Mga kapatid, all this because we as a nation, as a family, as humanity went through a crisis, a crisis that may be difficult to solve but in the end is in the hands of God and those of us who believe that this God can raise the dead back to life, we know and we are certain that we will overcome. But let us never forget the lessons, this crisis, this grace, God’s grace has given to us as symbolised by the facemask.
Let us -even if we come out of the crisis- leave some moments of silence in our lives, return to the moment of silence, appreciating each other’s presence, acknowledging the presence of God in our lives. Let us be reminded of the care that we have for each other and let us always remember the sacrifices that others have given so that we can continue to enjoy our lives and for that matter, that we too in our own little way, can render acts of service, if not now than much later when we can be enabled to do what we can for our brothers and sisters.

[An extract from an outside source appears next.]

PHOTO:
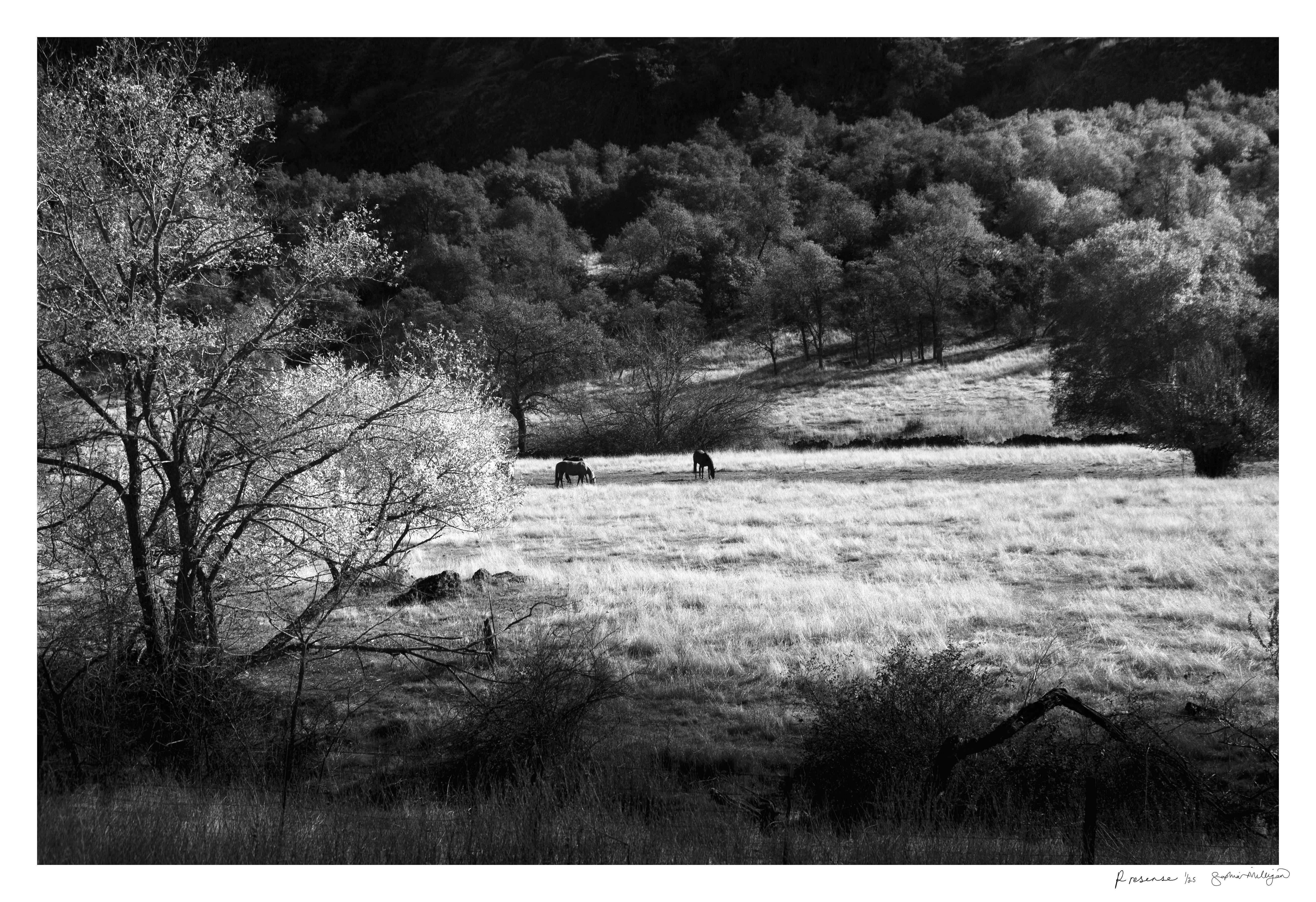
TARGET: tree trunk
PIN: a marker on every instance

The Resurrection of Jesus has changed the meaning of the Cross and the empty tomb. The crisis that we are going through today can also change the meaning of some things but only if we learn to change their meaning within the context of the resurrection of the Lord.
Jesus has risen from the dead and he has changed the meaning of the way we live, the meaning of our lives. Let it by so for us as well in this time of the pandemic.